Podkoszowy szczególnie aktywny był właśnie po przerwie, a my stanęliśmy w miejscu. Wprawdzie nie od razu, jednak od wyniku 39:66, zrobiło się „tylko” 56:71. Tylko, bo prowadziliśmy już przecież różnicą 27 punktów, a w drugiej połowie trzeciej kwarty nasza gra mocno się posypała. Musimy bardzo uważać na takie właśnie fragmenty w przyszłości, bo tylko bardzo okazałe prowadzenie pozwoliło nam cały czas utrzymywać bezpieczny dystans.
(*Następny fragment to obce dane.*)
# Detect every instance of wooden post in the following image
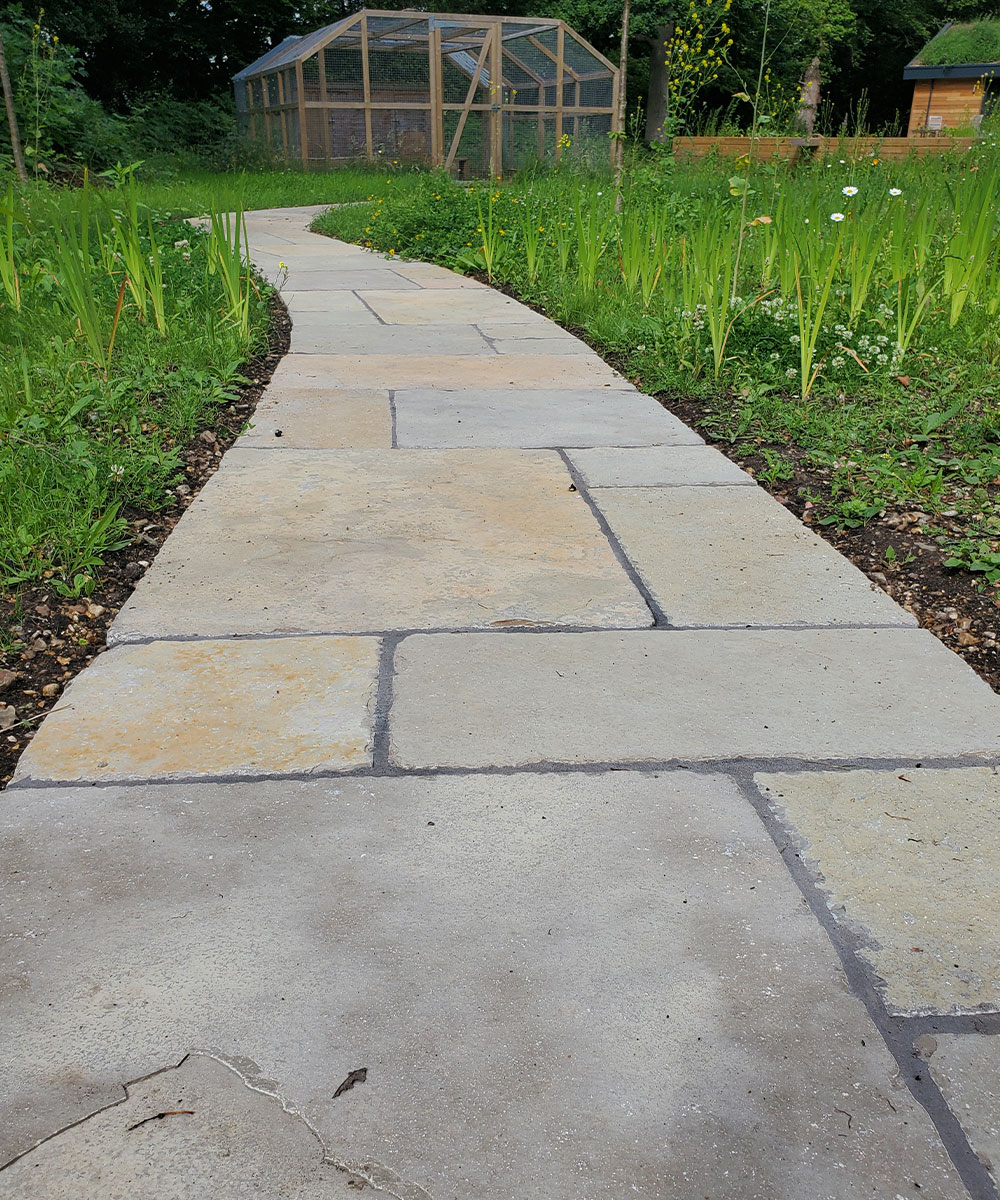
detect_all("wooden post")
[275,71,288,162]
[612,0,631,201]
[556,22,565,162]
[427,16,444,167]
[442,34,490,170]
[490,20,503,179]
[0,34,28,184]
[295,59,309,170]
[361,12,375,162]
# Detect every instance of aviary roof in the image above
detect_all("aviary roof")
[233,8,600,85]
[903,19,1000,79]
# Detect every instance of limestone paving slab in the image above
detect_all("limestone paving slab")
[14,637,378,782]
[281,287,382,312]
[390,629,1000,768]
[277,272,421,293]
[395,386,697,449]
[569,443,756,484]
[393,262,490,292]
[918,1033,1000,1184]
[292,320,497,355]
[358,288,535,325]
[0,1054,361,1200]
[756,768,1000,1014]
[110,450,652,642]
[0,772,964,1200]
[265,354,633,391]
[234,385,393,451]
[591,487,917,626]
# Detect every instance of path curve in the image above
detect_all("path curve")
[0,209,1000,1200]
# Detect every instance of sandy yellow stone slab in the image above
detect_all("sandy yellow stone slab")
[17,638,378,781]
[267,354,635,391]
[236,386,393,450]
[917,1033,1000,1183]
[756,768,1000,1013]
[112,450,652,642]
[359,289,535,325]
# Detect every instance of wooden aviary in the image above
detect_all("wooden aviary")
[234,8,618,178]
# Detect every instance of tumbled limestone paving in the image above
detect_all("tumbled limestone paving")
[0,209,1000,1200]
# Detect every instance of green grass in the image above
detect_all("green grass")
[316,145,1000,582]
[917,20,1000,67]
[0,176,268,594]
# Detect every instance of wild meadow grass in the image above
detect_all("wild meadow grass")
[0,170,268,594]
[316,144,1000,581]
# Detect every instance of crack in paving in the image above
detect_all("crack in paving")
[0,1049,431,1200]
[558,449,670,629]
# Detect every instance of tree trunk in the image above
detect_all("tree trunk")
[0,34,28,184]
[646,25,670,144]
[795,59,820,138]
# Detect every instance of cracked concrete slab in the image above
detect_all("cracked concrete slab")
[0,772,965,1200]
[390,629,1000,768]
[0,1054,360,1200]
[591,487,917,626]
[917,1033,1000,1184]
[265,354,633,391]
[756,768,1000,1014]
[234,386,393,451]
[109,449,652,643]
[395,388,697,449]
[14,637,378,782]
[292,322,497,355]
[358,289,535,328]
[569,443,756,484]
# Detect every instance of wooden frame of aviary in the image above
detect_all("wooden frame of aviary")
[234,8,618,178]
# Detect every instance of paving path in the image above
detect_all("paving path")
[0,210,1000,1200]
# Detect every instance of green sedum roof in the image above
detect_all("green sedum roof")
[912,20,1000,67]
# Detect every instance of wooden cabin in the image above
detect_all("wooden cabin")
[903,19,1000,138]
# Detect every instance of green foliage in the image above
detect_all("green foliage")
[317,146,1000,581]
[0,169,267,594]
[920,20,1000,67]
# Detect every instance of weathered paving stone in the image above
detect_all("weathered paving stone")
[0,1054,361,1200]
[393,263,487,292]
[265,354,633,391]
[292,322,497,355]
[917,1033,1000,1183]
[756,768,1000,1013]
[110,450,652,642]
[395,386,697,448]
[0,772,965,1200]
[234,386,393,451]
[280,272,420,293]
[281,287,381,312]
[14,633,378,781]
[569,445,756,487]
[358,289,534,325]
[591,487,916,625]
[390,629,1000,767]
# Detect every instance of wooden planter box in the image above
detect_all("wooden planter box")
[673,137,981,162]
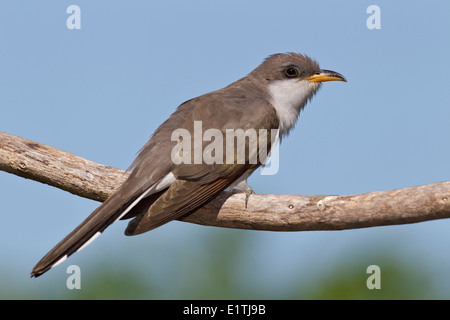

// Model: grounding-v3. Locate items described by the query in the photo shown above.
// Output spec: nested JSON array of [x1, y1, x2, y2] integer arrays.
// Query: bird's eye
[[284, 67, 298, 78]]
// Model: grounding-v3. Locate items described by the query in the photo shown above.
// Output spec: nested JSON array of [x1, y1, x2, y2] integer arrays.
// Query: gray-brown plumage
[[31, 53, 345, 277]]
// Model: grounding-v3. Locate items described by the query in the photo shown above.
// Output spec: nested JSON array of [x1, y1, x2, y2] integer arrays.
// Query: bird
[[31, 52, 347, 277]]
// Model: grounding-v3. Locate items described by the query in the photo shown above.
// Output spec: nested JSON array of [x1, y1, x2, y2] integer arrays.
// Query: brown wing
[[125, 95, 278, 235]]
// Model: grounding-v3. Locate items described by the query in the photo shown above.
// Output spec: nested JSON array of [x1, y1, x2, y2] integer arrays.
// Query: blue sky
[[0, 0, 450, 298]]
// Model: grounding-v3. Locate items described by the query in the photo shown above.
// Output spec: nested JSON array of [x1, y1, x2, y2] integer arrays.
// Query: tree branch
[[0, 132, 450, 231]]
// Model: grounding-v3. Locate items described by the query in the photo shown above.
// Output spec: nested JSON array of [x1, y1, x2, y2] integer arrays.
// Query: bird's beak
[[305, 70, 347, 82]]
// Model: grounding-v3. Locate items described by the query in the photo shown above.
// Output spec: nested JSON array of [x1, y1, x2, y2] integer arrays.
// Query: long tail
[[31, 180, 154, 277]]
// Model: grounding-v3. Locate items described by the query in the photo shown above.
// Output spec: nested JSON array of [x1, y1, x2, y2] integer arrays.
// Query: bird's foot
[[230, 180, 255, 209]]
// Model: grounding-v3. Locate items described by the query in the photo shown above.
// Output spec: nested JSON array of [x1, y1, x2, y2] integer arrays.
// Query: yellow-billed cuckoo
[[31, 53, 346, 277]]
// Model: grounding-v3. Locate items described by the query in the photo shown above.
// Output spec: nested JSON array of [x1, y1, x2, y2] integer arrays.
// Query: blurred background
[[0, 0, 450, 299]]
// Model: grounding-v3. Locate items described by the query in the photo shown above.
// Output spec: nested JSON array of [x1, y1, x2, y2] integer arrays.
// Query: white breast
[[269, 79, 320, 136]]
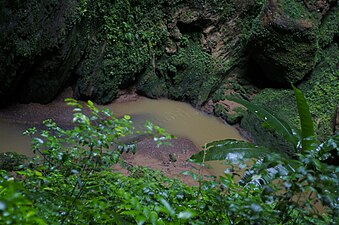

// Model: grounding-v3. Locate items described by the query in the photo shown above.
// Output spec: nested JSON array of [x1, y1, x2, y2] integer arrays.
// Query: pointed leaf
[[292, 85, 317, 151], [227, 96, 298, 149]]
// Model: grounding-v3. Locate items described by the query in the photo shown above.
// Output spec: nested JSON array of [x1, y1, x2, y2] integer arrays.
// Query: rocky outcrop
[[249, 0, 336, 84], [0, 0, 339, 110], [0, 0, 82, 106]]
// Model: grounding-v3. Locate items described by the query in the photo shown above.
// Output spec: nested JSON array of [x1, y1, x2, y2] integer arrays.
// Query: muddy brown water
[[0, 97, 243, 155]]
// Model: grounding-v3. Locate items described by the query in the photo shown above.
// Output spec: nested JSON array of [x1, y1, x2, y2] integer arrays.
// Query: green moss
[[241, 44, 339, 151], [300, 44, 339, 138], [319, 4, 339, 48], [241, 88, 299, 154], [278, 0, 320, 21], [77, 1, 166, 104]]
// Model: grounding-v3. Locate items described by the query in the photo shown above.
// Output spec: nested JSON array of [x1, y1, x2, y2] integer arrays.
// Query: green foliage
[[0, 170, 47, 225], [227, 94, 298, 146], [0, 99, 339, 225]]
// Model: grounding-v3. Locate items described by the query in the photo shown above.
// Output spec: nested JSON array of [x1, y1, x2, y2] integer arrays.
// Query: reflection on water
[[0, 98, 242, 155], [107, 98, 243, 148]]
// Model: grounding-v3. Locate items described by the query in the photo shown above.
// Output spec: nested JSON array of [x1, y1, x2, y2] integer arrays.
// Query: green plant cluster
[[0, 96, 339, 225], [192, 86, 339, 224]]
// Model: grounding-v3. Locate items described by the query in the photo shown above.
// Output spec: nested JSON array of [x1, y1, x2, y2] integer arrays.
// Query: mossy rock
[[249, 0, 321, 85], [241, 44, 339, 151], [299, 44, 339, 139], [137, 36, 225, 105]]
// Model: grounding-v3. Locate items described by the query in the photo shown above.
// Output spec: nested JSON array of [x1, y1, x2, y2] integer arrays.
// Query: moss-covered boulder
[[0, 0, 81, 106], [249, 0, 335, 85], [241, 44, 339, 151]]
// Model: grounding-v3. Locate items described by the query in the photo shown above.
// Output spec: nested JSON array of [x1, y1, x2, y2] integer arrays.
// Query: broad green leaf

Na nasze szczęście w czwartej kwarcie obyło się bez najmniejszych nerwów. Był wprawdzie moment, gdy na tablicy obie ekipy dzieliło 14 „oczek”, ale wtedy sytuację uspokoił najpierw Filip Małgorzaciak, trafiając z dystansu, a następnie jego imiennik Zegzuła, rzucając za dwa. Do końca meczu nie wydarzyło się już nic, co jakkolwiek mogłoby wpłynąć na dalsze losy sobotniej rywalizacji, dzięki czemu odnieśliśmy premierowe zwycięstwo w sezonie 2023/24!

AZS AGH Kraków – Enea Abramczyk Astoria Bydgoszcz 70:88 (12:26, 17:27, 27:18, 14:17)

AZS AGH: Rafał Komenda 21, Damian Ciesielski 10, Mateusz Orłowski 8, Jan Piliszczuk 6, Kacper Mąkowski 5 - Arkadiusz Adamczyk 12, Damian Dyrda 8, Bartosz Leśniak 0, Przemysław Nowicki 0, Jan Śmiglak 0.

Enea Abramczyk Astoria: Szymon Kiwilsza 15, Filip Małgorzaciak 15, Filip Zegzuła 13, Mateusz Kaszowski 12, Damian Jeszke 10 (10 zb.) - Piotr Śmigielski 11, Jakub Stupnicki 5, Piotr Wińkowski 4, Jakub Ulczyński 3, Kacper Burczyk 0.